La nota diffusa dai Rapini dice ancora: "A causa della tardiva nomina difensiva nel corso del primo grado la famiglia Rapini non ha potuto purtroppo costituirsi parte civile, così da poter partecipare direttamente alle operazioni peritali con un proprio consulente; ciò ha ulteriormente limitato la possibilità di far valere le proprie argomentazioni e la perizia depositata".

Ma non è tutto. "La Corte di Appello non ha preso in considerazione la velocità tenuta dall'automobilista al momento dell’impatto che superava di almeno 20 km/h il limite imposto dalla segnaletica verticale (50 ndr) e non era affatto commisurata alle condizioni della strada che all’epoca presentava diverse buche e avvallamenti".

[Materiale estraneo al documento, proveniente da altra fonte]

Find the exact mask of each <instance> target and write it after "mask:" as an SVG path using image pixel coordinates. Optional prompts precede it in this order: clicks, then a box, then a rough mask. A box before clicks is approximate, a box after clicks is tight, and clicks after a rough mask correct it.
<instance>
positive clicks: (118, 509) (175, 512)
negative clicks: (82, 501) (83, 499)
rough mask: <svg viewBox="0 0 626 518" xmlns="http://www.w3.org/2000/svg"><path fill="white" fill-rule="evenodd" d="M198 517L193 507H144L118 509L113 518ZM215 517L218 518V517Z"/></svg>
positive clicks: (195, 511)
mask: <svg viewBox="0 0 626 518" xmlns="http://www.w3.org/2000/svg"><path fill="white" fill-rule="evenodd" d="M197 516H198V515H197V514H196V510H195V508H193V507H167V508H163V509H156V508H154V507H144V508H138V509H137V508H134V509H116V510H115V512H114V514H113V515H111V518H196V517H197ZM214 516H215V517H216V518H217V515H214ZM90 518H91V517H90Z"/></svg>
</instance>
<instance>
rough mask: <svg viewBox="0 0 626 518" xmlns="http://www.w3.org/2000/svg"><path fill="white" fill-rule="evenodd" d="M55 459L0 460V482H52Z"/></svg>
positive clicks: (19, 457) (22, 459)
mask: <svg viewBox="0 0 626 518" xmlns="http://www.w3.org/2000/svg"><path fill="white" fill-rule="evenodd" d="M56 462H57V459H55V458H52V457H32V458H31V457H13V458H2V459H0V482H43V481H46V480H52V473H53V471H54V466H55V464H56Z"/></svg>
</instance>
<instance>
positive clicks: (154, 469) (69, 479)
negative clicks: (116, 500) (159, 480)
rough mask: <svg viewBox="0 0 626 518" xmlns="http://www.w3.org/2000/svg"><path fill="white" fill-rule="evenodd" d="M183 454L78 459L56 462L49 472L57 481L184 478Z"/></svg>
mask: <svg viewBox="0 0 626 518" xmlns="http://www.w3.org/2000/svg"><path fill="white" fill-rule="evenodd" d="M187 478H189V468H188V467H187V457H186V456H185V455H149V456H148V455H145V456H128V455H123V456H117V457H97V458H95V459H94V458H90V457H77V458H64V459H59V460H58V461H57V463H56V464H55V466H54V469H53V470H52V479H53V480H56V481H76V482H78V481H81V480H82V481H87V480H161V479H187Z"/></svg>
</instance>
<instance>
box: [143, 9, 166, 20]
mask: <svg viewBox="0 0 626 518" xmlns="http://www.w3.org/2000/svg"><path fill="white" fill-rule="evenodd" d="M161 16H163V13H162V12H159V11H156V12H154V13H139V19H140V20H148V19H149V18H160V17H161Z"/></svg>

La famiglia di Helenia, pur profondamente amareggiata dall’esito del giudizio fa sapere di attendere adesso il deposito delle motivazioni della sentenza della Corte di Appello, riservandosi di presentare un’istanza al Procuratore Generale affinché impugni la decisione in Cassazione "nella speranza che venga finalmente riconosciuta la verità e sia resa giustizia a Helenia".